As an erstwhile obituarist, I pity the poor hack who had to write up the life of Laurence Oliphant — adventurer, diplomat, war correspondent, mystic, spy (and the subject of Bart Casey’s biography) — when he died, aged 59, in 1888. The first paragraph should (according to the well-seasoned formula) contain some characterising incident or achievement, giving the measure of the man, the impact he made on the world and those around him, and an indication of his interior life. The anecdote must — like cherry-picked quotations for a Shakespeare exam — inform more than one facet of a broader narrative. Any runner-up contenders can be dropped into paragraphs four, eight and 12.
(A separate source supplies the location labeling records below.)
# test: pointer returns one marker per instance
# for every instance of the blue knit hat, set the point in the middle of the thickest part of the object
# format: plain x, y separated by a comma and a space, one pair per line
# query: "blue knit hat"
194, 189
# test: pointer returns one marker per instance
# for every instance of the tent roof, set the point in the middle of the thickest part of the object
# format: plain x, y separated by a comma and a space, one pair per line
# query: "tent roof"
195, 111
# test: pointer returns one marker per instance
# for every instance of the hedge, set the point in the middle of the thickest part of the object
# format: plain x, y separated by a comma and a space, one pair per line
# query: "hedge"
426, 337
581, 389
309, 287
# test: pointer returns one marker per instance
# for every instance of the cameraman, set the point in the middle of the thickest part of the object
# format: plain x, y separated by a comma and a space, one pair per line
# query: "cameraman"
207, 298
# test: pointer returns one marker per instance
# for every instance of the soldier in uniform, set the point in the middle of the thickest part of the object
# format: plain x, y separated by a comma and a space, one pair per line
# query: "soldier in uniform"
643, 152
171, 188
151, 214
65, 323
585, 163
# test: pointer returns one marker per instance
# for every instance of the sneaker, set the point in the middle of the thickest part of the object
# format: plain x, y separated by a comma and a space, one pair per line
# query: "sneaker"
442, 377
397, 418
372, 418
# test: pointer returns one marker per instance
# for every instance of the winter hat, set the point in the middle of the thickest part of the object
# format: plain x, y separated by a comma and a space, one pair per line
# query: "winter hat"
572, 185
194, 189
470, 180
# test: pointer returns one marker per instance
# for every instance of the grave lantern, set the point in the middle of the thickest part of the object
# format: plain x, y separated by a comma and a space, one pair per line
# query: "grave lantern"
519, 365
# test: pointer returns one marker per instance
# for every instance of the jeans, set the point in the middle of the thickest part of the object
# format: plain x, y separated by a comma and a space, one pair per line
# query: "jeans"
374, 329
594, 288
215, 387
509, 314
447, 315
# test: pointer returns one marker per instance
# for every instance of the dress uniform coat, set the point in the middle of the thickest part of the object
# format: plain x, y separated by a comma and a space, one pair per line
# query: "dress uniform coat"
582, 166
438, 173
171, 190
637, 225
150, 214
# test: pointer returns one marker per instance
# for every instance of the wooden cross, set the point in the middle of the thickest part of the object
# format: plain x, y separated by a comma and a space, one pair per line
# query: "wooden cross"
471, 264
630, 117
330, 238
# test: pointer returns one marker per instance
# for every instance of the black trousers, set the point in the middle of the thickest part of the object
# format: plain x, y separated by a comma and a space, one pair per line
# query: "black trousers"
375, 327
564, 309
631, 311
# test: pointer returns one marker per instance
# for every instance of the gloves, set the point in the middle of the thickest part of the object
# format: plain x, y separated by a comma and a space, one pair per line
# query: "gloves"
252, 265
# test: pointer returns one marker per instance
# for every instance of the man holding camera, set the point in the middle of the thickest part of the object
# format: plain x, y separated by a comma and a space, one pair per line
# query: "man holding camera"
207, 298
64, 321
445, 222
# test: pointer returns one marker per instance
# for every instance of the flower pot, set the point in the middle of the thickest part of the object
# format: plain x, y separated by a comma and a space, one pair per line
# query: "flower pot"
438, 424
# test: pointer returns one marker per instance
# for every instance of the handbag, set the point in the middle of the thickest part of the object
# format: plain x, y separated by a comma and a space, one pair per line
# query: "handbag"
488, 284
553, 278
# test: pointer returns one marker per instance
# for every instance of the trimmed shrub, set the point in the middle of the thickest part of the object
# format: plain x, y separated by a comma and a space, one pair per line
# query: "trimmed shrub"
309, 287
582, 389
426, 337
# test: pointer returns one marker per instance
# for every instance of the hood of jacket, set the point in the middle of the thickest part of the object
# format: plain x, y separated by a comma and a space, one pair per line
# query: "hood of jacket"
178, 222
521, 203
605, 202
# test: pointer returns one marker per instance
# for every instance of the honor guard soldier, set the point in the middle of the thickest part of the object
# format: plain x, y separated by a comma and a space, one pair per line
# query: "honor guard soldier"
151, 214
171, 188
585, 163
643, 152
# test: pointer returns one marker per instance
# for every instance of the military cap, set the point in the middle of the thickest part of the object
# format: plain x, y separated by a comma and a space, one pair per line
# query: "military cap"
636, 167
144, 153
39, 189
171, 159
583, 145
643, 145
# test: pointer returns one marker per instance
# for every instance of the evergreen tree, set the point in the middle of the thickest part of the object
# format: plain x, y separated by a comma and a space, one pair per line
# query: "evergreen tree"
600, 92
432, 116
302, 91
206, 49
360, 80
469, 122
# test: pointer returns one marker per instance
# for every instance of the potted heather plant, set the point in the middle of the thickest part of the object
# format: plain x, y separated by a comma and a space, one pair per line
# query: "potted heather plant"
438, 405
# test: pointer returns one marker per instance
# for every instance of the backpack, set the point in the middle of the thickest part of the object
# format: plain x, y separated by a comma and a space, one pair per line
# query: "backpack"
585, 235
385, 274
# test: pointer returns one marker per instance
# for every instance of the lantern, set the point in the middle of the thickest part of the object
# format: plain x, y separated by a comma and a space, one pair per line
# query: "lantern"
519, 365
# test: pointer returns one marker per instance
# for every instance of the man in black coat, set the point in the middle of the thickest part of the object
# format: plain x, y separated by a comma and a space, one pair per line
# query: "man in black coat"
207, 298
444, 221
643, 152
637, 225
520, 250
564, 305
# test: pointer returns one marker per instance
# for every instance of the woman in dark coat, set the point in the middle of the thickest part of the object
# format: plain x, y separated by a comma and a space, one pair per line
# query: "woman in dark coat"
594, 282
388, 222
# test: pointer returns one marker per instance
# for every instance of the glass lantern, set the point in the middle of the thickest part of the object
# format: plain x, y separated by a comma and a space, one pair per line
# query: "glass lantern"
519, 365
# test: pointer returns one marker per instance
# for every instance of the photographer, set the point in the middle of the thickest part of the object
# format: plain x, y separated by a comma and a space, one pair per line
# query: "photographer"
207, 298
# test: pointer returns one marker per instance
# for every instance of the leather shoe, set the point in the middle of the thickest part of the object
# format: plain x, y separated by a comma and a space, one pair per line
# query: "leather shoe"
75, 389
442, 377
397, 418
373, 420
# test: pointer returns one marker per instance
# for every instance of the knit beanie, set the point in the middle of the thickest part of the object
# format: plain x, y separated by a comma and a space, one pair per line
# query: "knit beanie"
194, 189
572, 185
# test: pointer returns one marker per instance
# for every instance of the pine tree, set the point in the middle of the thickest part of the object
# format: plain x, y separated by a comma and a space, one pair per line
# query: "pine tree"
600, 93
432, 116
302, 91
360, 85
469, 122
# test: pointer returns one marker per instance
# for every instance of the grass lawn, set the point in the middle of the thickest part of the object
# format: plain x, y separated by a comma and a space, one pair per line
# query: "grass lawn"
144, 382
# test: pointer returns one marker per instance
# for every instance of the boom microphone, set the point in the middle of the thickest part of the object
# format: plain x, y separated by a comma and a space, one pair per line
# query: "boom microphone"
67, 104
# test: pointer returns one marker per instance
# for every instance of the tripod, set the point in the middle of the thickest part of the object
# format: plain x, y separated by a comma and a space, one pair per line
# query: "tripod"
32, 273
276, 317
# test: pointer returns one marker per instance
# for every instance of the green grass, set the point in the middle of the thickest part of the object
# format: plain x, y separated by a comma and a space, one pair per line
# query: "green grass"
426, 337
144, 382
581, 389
The difficulty with Oliphant is that his entire life was a mosaic of improbable adventures. Should one begin in 1870 when, as a war correspondent for the Times, he dined with Crown Prince Frederick of Prussia in order to garner information on hostilities between Prussia and France, before touring the battlefields of the Loire in a covered coach as cannonballs burst overhead? Or perhaps back in 1855, in Chechnya, when Oliphant (ostensibly on a mission to convince the Chechens to side with the British and Turks against the Russians) was mistaken by a Turkish commander for a serving officer, and charged with co-ordinating 250 men to set up an artillery battery yards from the Russian frontline on a night-time raid? (Oliphant later reported to his mother that he’d performed this task with ‘a pretty brisk shower of missiles flying about’.)
Or, again, our obituarist might start with an account of Oliphant’s work trying to break the monopoly of the first transatlantic submarine telegraph cable company. For nearly 20 years, a race to bridge the two-week information delay between Europe and North America had been a source of intense financial speculation.